Durchgefroren, satt, zufrieden und wieder zurück im Hotel. Ein wahrhaft gelungener Tag.
Nach einem weiteren unerwähnenswerten Frühstück ging es los, um ein bisschen mehr von dieser schönen Stadt kennen zu lernen.
Der Vormittag galt dem Haus des Terrors. Also wieder mal etwas nachdenkliches. In diesem ehemaligen Hauptquartier der ungarischen Geheimpolizei ist ein Museum untergebracht, in dem den Opfern des faschistischen und stalinistischen Regimes in Ungarn gedacht wird. Sehr sehr beeindruckend und auch beklemmend.
Mittagessen musste dann dennoch sein. Bombay Express rief noch mal wieder. Und das Chicken Vindaloo war scharf und großartig (dass es scharf war, hab ich eben zum zweiten Mal erfahren und glaubt mir, dass war wesentlich schlimmer als beim Essen… puh….). Ich denke, da gehen wir noch mal hin.
Weiter ging es mit einer tollen alten U-Bahn der Metrolinie 1 zum Varosilget, dem großen Park in Budapest, in dem auch heute einiges los war, trotz des kalten Wetters. Aber immerhin gabs ja auch Glühwein zum Aufwärmen, auch wenn ich schwören könnte, dass der hier mit Wasser gestreckt war. Damn… aber egal.
Wir liefen ein bisschen durch die Gegend, sahen das Schloss,
sahen die dazu gehörige Kapelle
sahen den dampfenden See (Budapest hat viele Thermalquellen, wie man sehen kann),
Wir sahen eine Brücke, die über nichts führte,
sahen die Statue von Anonymus.
All das, ehe wir den Park verließen, um uns den Milleniumsplatz anzuschauen,
auf dem sich anscheinend auch ein Denkmal für die Geisterkönige aus dem Herrn der Ringe befindet.
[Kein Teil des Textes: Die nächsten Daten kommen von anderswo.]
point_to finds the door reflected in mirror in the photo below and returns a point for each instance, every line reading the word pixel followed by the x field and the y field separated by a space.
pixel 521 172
Hier waren viele Touristen, die von großen Bussen ausgespuckt worden, um sich dieses offenbar ungarische Nationalheiligtum anzuschauen, die wir dann aber auch schnell links liegen ließen, um uns gen geologisches Institut aufzumachen, das in einem der schönsten Jugendstilgebäude Budapests untergebracht ist.
Der Weg dahin führte durch graue Vorstadtschluchten und eine wirklich große Kälte…. (naja, man sagt ja, in Berlin wäre es noch kälter als hier.)
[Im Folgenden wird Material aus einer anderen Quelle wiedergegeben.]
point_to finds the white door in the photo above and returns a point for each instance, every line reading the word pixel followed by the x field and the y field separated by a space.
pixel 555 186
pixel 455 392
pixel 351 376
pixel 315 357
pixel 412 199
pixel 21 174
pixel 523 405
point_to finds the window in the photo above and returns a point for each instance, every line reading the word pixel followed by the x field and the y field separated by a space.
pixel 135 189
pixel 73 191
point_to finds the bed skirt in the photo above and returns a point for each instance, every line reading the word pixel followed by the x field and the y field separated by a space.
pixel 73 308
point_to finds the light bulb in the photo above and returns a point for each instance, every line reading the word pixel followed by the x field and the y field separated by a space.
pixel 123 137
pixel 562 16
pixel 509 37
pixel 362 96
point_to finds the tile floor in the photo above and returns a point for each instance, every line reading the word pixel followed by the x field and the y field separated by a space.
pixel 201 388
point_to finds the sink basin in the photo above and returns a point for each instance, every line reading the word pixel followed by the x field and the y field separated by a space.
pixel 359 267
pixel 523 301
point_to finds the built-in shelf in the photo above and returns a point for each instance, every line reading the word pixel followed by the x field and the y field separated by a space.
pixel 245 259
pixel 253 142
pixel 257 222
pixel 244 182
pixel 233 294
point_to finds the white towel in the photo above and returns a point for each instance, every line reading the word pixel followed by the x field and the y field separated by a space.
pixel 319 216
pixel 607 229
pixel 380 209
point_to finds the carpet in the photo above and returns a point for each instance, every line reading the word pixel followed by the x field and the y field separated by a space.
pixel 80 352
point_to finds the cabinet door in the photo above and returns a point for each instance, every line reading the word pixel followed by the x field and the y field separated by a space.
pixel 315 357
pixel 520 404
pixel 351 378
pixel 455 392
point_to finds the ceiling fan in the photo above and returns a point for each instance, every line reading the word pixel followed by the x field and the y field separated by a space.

Dort angekommen sagte uns dann ein alter Mann am Eingang (zumindest glaubte wir, dass es uns das sagen wollte. Unser Ungarisch war nicht so gut), dass das Museum geschlossen wäre. Also kein Blick auf das Gebäude von Innen.
Also gings zurück zum Oktogon mit Bus und Bahn und nach einem kurzen Aufwärmen in Budapests schönstem Kaffeehaus – Starbucks- war mir dann nach einem kleinen Spaziergang über die Andrassy Utca zum Zentrum. Es war dunkel geworden und kalt war es sowieso.
Die Oper.
Solche Säulen, die Eingänge tragen, findet man hier in Budapest überall.
Wir gingen noch mal bis zur Stefans Basilika und zum Weihnachtsmarkt, wo wir dieses Mal keinen Glühwein tranken. Ich mein, man kann ja nicht nur Glühwein trinken, oder?
Hier stattdessen noch ein paar Bilder von der Basilika.
Eine peinliche Band spielte auf dem Weihnachtsmarkt. Da hätte ich mit meinen Freunden besser gesungen und gespielt.
Wieder zurück dann noch ein leckeres Abendessen und dann wieder zurück im Hotel.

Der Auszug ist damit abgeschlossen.